Conventional screens display frames at fixed time intervals⁴. In order to display events, one has to perform a conversion. Most frameworks rely on fixed time windows: a frame pixel is colored in white if it was the source of a luminance increase event during the associated time interval, in black if the luminance decreased, and in gray if nothing happened. This approach does not account for the high temporal resolution of the signal. Another method relies on time decays (Cohen, 2016; Lagorce et al., 2017): the frame pixel i is given the color $c_{i} = \frac{1}{2} (1 + δ_{i} \cdot e x p (- \frac{t - t_{i}}{τ}))$ . t is the current timestamp. t_i is the timestamp of the most recent event generated by the pixel i. δ_i = 1 if the last event generated by i corresponds to a luminance increase, and −1 otherwise. τ is a fixed decay. Figure 10 illustrates the difference between the two methods, highlighting the benefits of exponential decays.

FIGURE 10

Figure 10. This figures compares two strategies to convert events to frames for display. The time window approach (left) degrades temporal information: the still frames do not hold enough information to determine the geometric shapes motions (top row) or the relative speed of the car and the pedestrian (bottom row). The exponential decay approach (right) represents temporal information with gray levels.
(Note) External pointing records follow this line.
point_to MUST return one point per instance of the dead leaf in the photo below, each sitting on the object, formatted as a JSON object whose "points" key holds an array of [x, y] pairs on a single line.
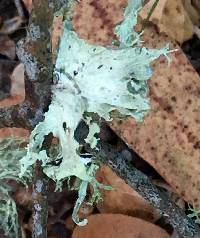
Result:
{"points": [[96, 26], [14, 132], [10, 26], [7, 47], [169, 137], [193, 9], [118, 226], [56, 33], [17, 91], [123, 199], [170, 16]]}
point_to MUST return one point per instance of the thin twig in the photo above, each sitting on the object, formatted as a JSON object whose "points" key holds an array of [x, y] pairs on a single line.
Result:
{"points": [[143, 185], [19, 7]]}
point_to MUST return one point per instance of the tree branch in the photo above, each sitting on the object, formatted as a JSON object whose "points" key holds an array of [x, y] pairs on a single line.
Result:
{"points": [[142, 184]]}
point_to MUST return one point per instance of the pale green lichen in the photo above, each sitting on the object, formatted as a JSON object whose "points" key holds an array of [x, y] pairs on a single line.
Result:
{"points": [[97, 80], [11, 151], [127, 36]]}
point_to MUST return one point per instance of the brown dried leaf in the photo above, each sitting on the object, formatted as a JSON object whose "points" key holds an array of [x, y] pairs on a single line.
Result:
{"points": [[193, 9], [96, 26], [17, 92], [123, 199], [169, 137], [14, 132], [118, 226], [56, 33], [171, 17]]}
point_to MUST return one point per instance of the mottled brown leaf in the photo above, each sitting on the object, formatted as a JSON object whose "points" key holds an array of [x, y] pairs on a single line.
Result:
{"points": [[169, 137], [123, 199], [118, 226]]}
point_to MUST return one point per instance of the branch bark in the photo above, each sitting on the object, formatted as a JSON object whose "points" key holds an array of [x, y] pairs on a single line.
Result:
{"points": [[143, 185]]}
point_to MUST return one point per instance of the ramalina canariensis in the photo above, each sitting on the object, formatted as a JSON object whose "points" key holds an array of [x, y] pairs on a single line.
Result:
{"points": [[91, 79]]}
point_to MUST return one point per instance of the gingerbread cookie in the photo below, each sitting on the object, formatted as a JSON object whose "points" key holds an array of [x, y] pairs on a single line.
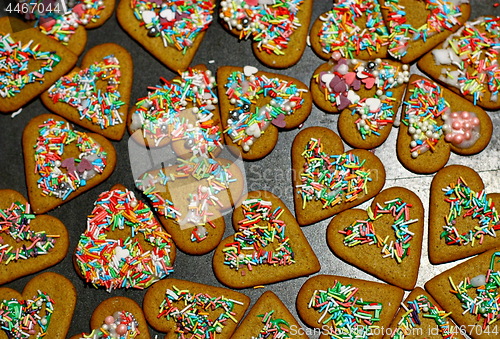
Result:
{"points": [[469, 292], [171, 30], [117, 317], [177, 306], [467, 62], [31, 63], [278, 28], [433, 113], [326, 179], [268, 245], [111, 255], [255, 105], [189, 198], [269, 318], [183, 111], [463, 220], [43, 310], [386, 240], [415, 27], [61, 163], [346, 307], [95, 96], [44, 238], [355, 28]]}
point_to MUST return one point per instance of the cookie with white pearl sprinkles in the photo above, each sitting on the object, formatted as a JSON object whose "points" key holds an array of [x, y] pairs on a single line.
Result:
{"points": [[170, 30], [31, 62], [463, 219], [436, 122], [268, 245], [182, 308], [117, 318], [467, 62], [326, 179], [124, 245], [278, 29], [28, 243], [43, 310], [61, 163], [255, 105], [469, 292], [415, 27], [95, 96]]}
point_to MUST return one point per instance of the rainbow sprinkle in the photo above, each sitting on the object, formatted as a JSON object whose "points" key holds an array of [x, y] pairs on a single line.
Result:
{"points": [[177, 22], [53, 137], [14, 64], [15, 223], [464, 202], [260, 228], [193, 317], [123, 263], [350, 315], [363, 232], [80, 91], [20, 318], [331, 179], [269, 23], [341, 29]]}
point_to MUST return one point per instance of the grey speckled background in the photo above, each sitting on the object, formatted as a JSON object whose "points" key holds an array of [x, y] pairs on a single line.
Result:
{"points": [[272, 173]]}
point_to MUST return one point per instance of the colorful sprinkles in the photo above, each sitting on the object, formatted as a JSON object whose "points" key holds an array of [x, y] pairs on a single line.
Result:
{"points": [[331, 179], [15, 58], [80, 91], [484, 301], [123, 263], [260, 228], [15, 223], [248, 122], [177, 22], [362, 232], [464, 202], [53, 137], [349, 315], [270, 23], [341, 29], [20, 318], [194, 315], [418, 309]]}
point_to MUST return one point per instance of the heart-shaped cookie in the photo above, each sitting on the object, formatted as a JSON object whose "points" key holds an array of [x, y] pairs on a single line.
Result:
{"points": [[183, 111], [269, 318], [417, 26], [252, 101], [124, 245], [469, 291], [177, 306], [268, 245], [28, 243], [355, 28], [31, 63], [44, 309], [463, 220], [347, 307], [189, 198], [326, 180], [386, 240], [57, 161], [122, 312], [278, 28], [432, 113], [170, 30], [455, 62], [96, 95]]}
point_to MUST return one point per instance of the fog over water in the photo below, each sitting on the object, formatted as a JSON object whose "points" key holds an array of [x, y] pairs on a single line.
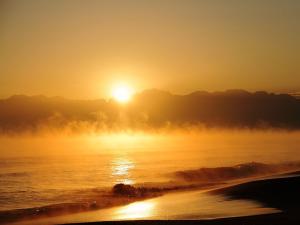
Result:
{"points": [[48, 169]]}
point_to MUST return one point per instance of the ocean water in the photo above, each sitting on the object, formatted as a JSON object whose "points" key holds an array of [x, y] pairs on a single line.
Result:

It is computationally more expensive than the time window approach, but can be easily implemented on a GPU to relieve the CPU.

The full-frame decay rule requires an exponential calculation on every event for every pixel (for an ATIS, 72,960 pixels a million times per second), which is both unrealistic and unnecessary, since the typical display features a 50 Hz refresh rate. Instead, one can calculate the decays only when a frame is about to be rendered, and use the GPU available on most machines to do so. GPUs are designed to run massively parallel calculations with every frame, thus are well-suited to this task.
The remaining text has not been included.